April was a tough month for growth investors; the bear market continued, challenging even the most optimistic investors. Many stocks are setting new lows for the year -- but where many see disaster, one can also see opportunity.

Many of the best-performing e-commerce stocks over the past five years have been sold into the ground over the past year. You'll see in a minute that a number of these companies are dealing with some short-term headaches, but there's no need to overthink it.

These three stocks rule e-commerce, have bright futures ahead, and are worth considering buying on their current weakness.

1. Amazon

U.S. e-commerce giant Amazon (AMZN -1.09%) recently reported first-quarter earnings for 2022 and saw revenue growth slow to 7% year over year. Revenue grew 44% year over year in Q1 of 2021, so such a dramatic slowdown hasn't helped investors warm up to Amazon's stock in recent months. It's now down roughly 38% from its high, the stock's most significant drawdown in over a decade.

Person laying on couch and shopping on their phone.

Image source: Getty Images.

Are Amazon's best days behind it? While it has grown into a massive $1.3 trillion market cap company, I think that Amazon still has long-term upside. Amazon Web Services -- its cloud computing platform and the company's most profitable segment -- is still growing, turning in 37% year-over-year growth in this year's first quarter.

Meanwhile, Amazon is the market-share leader in U.S. e-commerce, which has only penetrated roughly 13% of overall retail spending. It recently announced "Buy with Prime," which lets merchants integrate Amazon Prime into their own online store -- a move that could help expand Amazon's already massive footprint in retail. Investors can use this market volatility to pick up shares of one of e-commerce's most dominant businesses.

2. Shopify

Software company Shopify (SHOP -0.70%) is a true innovator in the e-commerce space. Its platform enables anyone to open and operate an online store, giving merchants of all sizes the ability to compete online. More than a million merchants use Shopify and collectively provide the company with the second-largest share of the e-commerce market in the United States behind Amazon.

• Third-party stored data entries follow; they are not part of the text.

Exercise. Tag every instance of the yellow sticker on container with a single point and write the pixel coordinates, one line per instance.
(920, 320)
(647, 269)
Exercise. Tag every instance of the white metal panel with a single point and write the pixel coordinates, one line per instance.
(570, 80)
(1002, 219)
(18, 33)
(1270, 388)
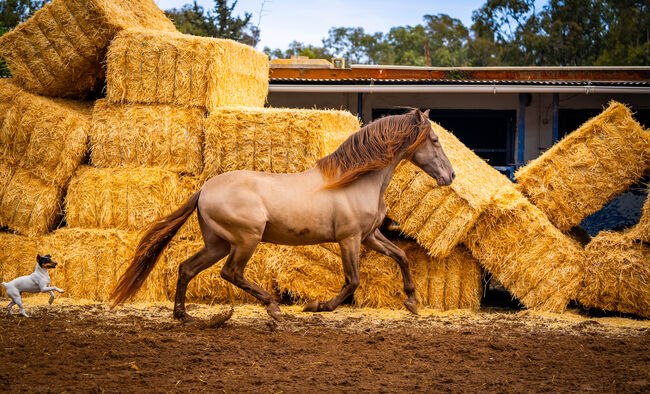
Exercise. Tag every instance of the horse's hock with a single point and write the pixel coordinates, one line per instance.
(180, 109)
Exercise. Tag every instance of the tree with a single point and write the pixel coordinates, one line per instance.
(298, 49)
(218, 22)
(448, 40)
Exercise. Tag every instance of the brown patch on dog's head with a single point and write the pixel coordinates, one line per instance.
(46, 261)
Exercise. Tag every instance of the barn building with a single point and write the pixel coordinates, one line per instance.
(507, 115)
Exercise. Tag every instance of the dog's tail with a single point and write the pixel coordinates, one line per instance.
(149, 249)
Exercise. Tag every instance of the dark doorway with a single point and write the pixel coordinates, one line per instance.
(489, 133)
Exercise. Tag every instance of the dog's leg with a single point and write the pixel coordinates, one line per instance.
(19, 302)
(50, 288)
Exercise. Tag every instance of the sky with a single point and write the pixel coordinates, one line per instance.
(284, 21)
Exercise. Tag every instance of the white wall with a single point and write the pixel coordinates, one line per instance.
(539, 114)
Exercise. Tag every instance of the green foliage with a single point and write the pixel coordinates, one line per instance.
(218, 22)
(507, 32)
(12, 13)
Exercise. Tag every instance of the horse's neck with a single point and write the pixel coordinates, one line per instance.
(381, 178)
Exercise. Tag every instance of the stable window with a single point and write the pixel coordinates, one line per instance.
(489, 133)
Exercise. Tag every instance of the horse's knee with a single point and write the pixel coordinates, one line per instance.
(353, 284)
(228, 274)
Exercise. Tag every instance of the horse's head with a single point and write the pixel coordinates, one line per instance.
(429, 156)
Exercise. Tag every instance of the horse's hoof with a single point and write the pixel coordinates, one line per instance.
(412, 306)
(311, 307)
(274, 311)
(184, 318)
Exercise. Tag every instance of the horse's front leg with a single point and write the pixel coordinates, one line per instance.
(350, 256)
(377, 242)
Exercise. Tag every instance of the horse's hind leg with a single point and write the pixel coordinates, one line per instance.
(206, 257)
(233, 272)
(350, 257)
(377, 242)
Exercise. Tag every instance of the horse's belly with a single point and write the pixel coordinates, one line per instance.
(295, 234)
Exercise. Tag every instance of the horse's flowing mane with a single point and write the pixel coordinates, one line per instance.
(373, 147)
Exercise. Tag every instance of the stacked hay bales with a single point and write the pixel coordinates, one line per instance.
(136, 135)
(439, 217)
(66, 41)
(148, 66)
(280, 140)
(43, 142)
(123, 198)
(617, 274)
(578, 175)
(17, 257)
(534, 260)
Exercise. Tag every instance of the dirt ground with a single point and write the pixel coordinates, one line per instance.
(84, 347)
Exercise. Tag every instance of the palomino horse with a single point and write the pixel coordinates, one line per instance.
(340, 200)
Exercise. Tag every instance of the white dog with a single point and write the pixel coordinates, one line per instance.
(37, 282)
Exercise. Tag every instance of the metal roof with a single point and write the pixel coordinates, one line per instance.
(400, 75)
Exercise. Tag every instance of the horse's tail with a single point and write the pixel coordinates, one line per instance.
(149, 249)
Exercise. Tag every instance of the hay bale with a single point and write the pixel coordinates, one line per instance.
(617, 274)
(123, 198)
(439, 217)
(641, 230)
(534, 260)
(28, 205)
(17, 255)
(280, 140)
(66, 41)
(7, 92)
(315, 273)
(138, 135)
(590, 166)
(93, 260)
(146, 66)
(208, 287)
(47, 137)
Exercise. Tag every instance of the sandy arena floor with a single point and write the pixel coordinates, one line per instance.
(82, 346)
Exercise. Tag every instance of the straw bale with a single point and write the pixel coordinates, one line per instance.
(145, 66)
(28, 205)
(17, 255)
(7, 92)
(438, 217)
(381, 283)
(123, 198)
(590, 166)
(280, 140)
(45, 136)
(641, 231)
(209, 287)
(138, 135)
(93, 260)
(315, 273)
(311, 272)
(66, 41)
(534, 260)
(617, 275)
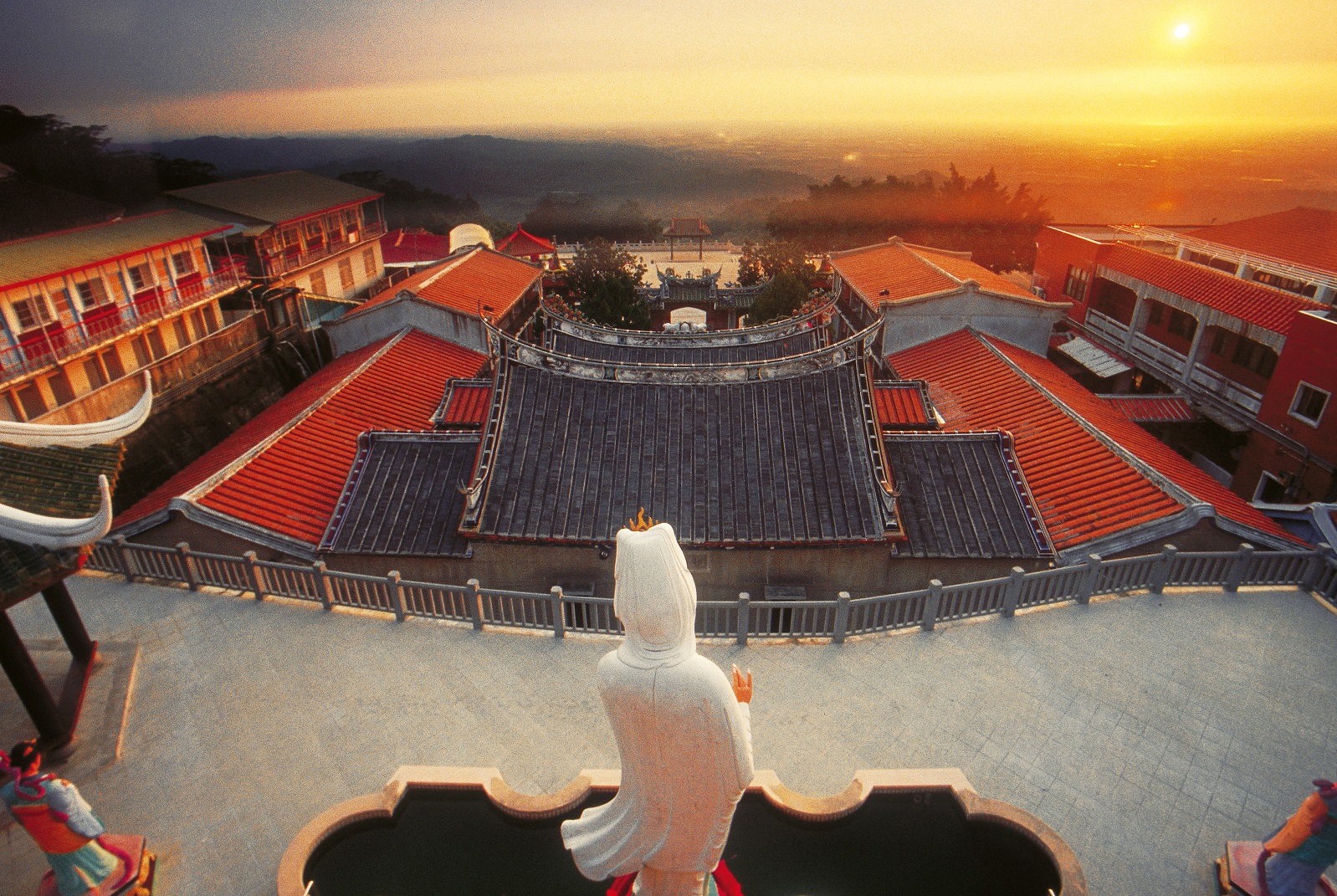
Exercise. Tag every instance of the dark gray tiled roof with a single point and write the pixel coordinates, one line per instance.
(784, 453)
(402, 495)
(686, 353)
(963, 495)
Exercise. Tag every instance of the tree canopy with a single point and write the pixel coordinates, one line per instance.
(781, 297)
(602, 279)
(764, 261)
(979, 216)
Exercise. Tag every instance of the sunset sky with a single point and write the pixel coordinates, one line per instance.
(158, 69)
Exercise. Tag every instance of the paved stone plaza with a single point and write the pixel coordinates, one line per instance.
(1145, 729)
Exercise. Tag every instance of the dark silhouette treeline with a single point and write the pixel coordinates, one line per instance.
(983, 217)
(581, 217)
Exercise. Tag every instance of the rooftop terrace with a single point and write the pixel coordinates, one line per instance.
(1146, 729)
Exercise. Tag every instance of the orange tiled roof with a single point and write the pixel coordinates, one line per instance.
(1083, 489)
(1300, 236)
(292, 484)
(482, 279)
(894, 272)
(525, 243)
(1256, 304)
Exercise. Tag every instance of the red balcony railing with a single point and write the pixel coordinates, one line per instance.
(282, 263)
(40, 348)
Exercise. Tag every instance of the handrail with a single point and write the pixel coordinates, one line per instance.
(742, 619)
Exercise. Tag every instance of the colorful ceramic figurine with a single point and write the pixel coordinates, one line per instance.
(1297, 855)
(64, 827)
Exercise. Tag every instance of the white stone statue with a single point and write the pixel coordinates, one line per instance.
(682, 733)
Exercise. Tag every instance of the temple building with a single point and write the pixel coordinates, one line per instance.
(85, 310)
(1232, 324)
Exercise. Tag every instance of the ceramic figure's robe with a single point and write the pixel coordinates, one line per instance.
(682, 735)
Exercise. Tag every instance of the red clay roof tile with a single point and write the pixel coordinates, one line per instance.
(1084, 489)
(1256, 304)
(483, 281)
(1300, 236)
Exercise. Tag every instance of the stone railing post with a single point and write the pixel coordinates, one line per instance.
(123, 556)
(1319, 561)
(1160, 570)
(392, 581)
(1012, 592)
(324, 589)
(841, 618)
(475, 602)
(559, 618)
(187, 566)
(254, 574)
(931, 605)
(1241, 567)
(1090, 578)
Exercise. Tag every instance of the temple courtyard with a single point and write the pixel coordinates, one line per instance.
(1146, 730)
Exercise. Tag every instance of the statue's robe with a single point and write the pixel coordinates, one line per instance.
(684, 744)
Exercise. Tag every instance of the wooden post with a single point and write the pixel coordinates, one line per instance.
(559, 619)
(322, 585)
(931, 605)
(256, 574)
(841, 618)
(123, 556)
(1317, 563)
(744, 617)
(1090, 578)
(1240, 569)
(1014, 591)
(475, 602)
(402, 610)
(1160, 570)
(187, 566)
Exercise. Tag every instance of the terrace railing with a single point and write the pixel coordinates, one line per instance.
(741, 619)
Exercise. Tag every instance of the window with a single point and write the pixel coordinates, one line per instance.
(31, 312)
(111, 362)
(1309, 404)
(93, 292)
(29, 396)
(60, 389)
(60, 297)
(183, 263)
(141, 277)
(178, 326)
(156, 344)
(1182, 325)
(96, 379)
(141, 346)
(1254, 356)
(1075, 286)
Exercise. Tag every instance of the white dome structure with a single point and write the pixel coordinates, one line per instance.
(467, 236)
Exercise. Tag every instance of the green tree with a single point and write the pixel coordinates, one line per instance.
(615, 303)
(764, 261)
(595, 263)
(781, 297)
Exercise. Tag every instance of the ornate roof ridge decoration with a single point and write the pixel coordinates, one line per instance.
(853, 348)
(79, 435)
(56, 533)
(742, 336)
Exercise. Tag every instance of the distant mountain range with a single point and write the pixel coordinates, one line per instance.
(507, 174)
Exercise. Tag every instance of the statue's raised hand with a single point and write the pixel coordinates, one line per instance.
(742, 686)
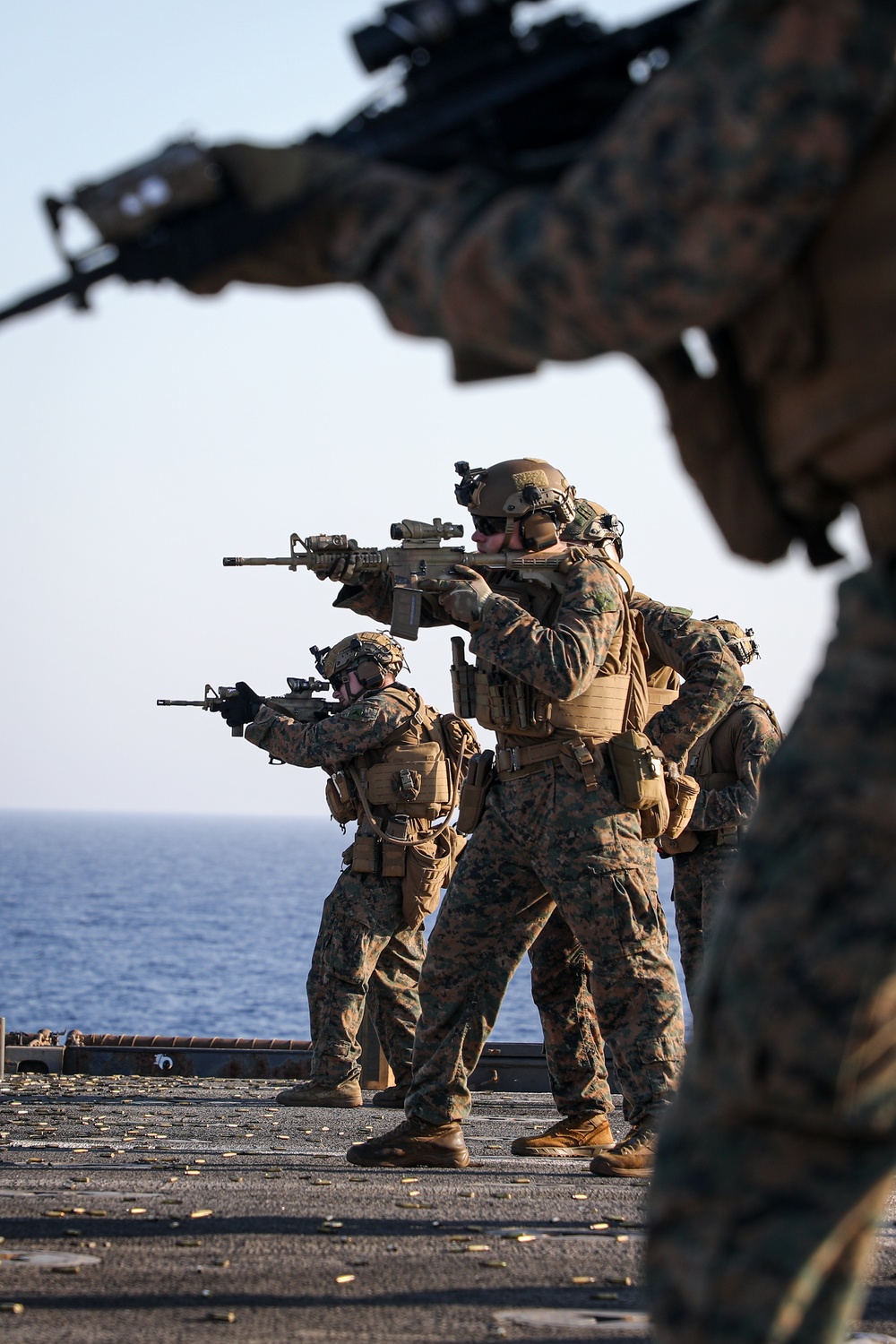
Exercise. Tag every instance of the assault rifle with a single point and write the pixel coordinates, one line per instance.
(418, 566)
(301, 703)
(469, 86)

The stock has fallen more than 70% from its high, the largest drawdown in Shopify's history as a public company. The company grew revenue 22% year over year in this year's first quarter, lower than investors may have been looking for. And as noted, Amazon is launching a service to compete head-to-head with Shopify, called "Buy with Prime."

Slowing growth and competition are fair concerns that investors may have about Shopify. However, I would argue that the stock's dramatic decline compensates investors for the additional risk. Over the years, management has led Shopify from an underdog to a prominent e-commerce company.

So investors could be glad they bought lower-priced shares if Shopify can work through these short-term challenges.

3. MercadoLibre

E-commerce is thriving in emerging markets, and MercadoLibre (MELI 0.43%) is king in Latin America. The company does e-commerce, logistics, and fintech, so it touches every aspect of a purchase, from ordering to fulfillment to payment. The company recently reported first-quarter 2022 results and posted strong growth; revenue increased 67% year over year.

Unfortunately, fear in the market has prevented investors from appreciating the company's strong fundamentals. The stock has fallen about 60% from its high, its most significant drop since the financial crisis in 2008-2009.

MercadoLibre has a lot of positive developments in its business, which could make the current dip a great buying opportunity for long-term investors. Latin America is among the world's fastest-growing regions for e-commerce, and MercadoLibre's fintech business is flourishing. In this year's first quarter, the fintech business grew users by 31% year over year to 35.8 million while revenue grew 112%.

Latin America has a population of roughly 664 million people, so there is a lot of room for growth in the years ahead.